Working with Models

This guide covers everything you need to know about storing and loading machine learning models in DataFolio, including scikit-learn models and custom transformers.

Quick Start

from datafolio import DataFolio
from sklearn.ensemble import RandomForestClassifier

# Train a model
clf = RandomForestClassifier(n_estimators=100)
clf.fit(X_train, y_train)

# Save it
folio = DataFolio('experiments/my_experiment')
folio.add_sklearn('classifier', clf,
    description='Random forest baseline',
    inputs=['training_data'])

# Load it later
loaded_clf = folio.get_sklearn('classifier')
predictions = loaded_clf.predict(X_test)

Scikit-learn Models

Standard Models

DataFolio automatically handles all standard scikit-learn models and many popular ML libraries:

from sklearn.ensemble import RandomForestClassifier, GradientBoostingRegressor
from sklearn.linear_model import LogisticRegression
from sklearn.svm import SVC
import xgboost as xgb
import lightgbm as lgb

# All of these work automatically
folio.add_sklearn('rf', RandomForestClassifier())
folio.add_sklearn('gbr', GradientBoostingRegressor())
folio.add_sklearn('lr', LogisticRegression())
folio.add_sklearn('svm', SVC())
folio.add_sklearn('xgb', xgb.XGBClassifier())
folio.add_sklearn('lgb', lgb.LGBMRegressor())

Custom Transformers with Skops

When you create custom transformers for sklearn pipelines, you need to use the custom=True flag to enable skops serialization.
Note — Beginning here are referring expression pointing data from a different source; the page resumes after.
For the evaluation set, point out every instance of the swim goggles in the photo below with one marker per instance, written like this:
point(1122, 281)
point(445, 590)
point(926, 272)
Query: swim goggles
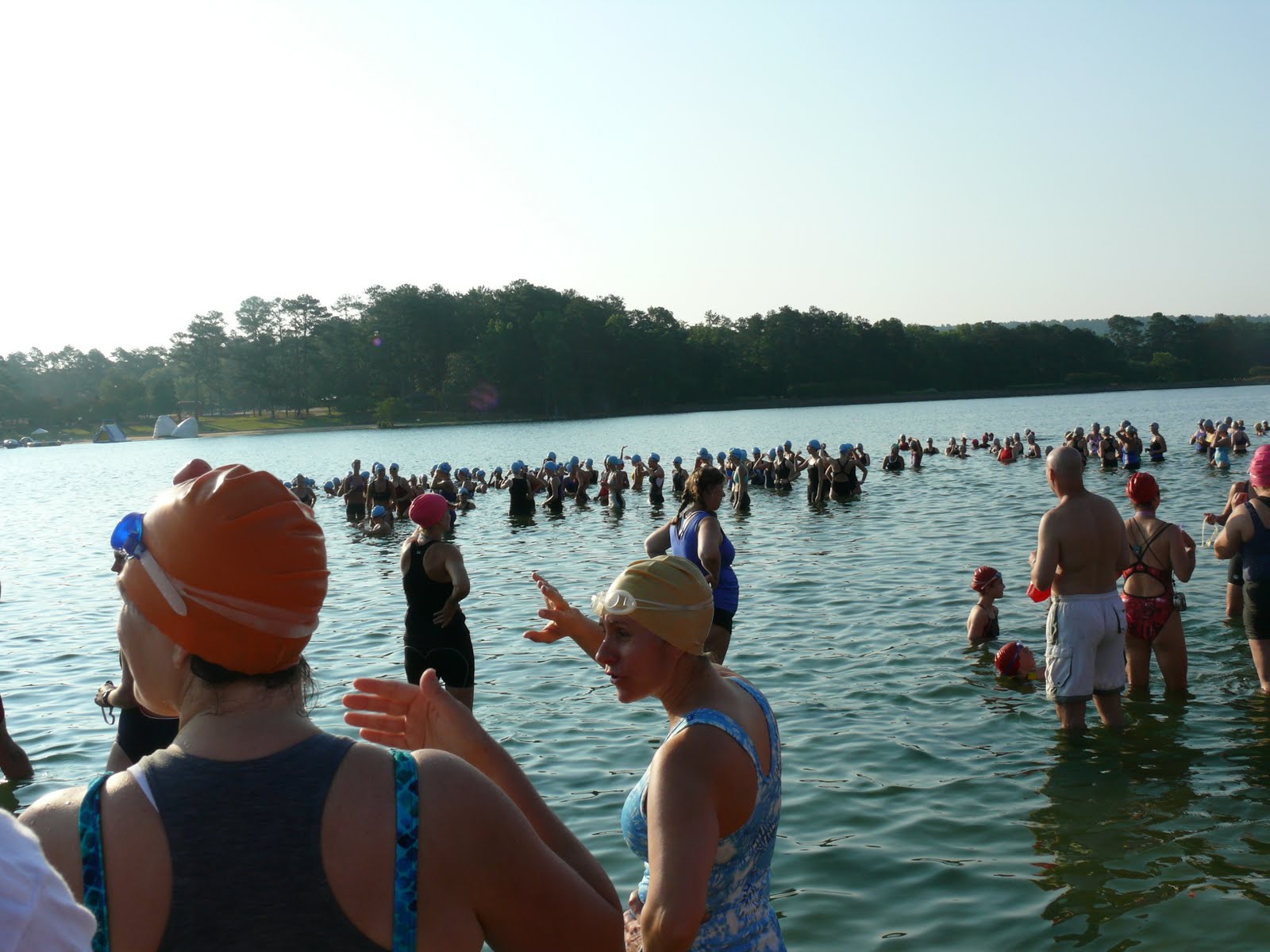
point(622, 602)
point(126, 541)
This makes your pipelines portable across different environments.

Why Use Skops?

Use skops (custom=True) when: - Your pipeline contains custom transformers (not from sklearn/standard libraries) - You need to deploy models to environments without access to your class definitions - You want more secure model serialization for production - You're sharing models with collaborators who may not have your codebase

Use joblib (default) when: - All components are from standard libraries (sklearn, XGBoost, LightGBM, etc.) - You're working within a single environment/codebase - You prioritize speed over portability

Creating Custom Transformers

The key requirement: Custom transformers MUST inherit from sklearn's base classes.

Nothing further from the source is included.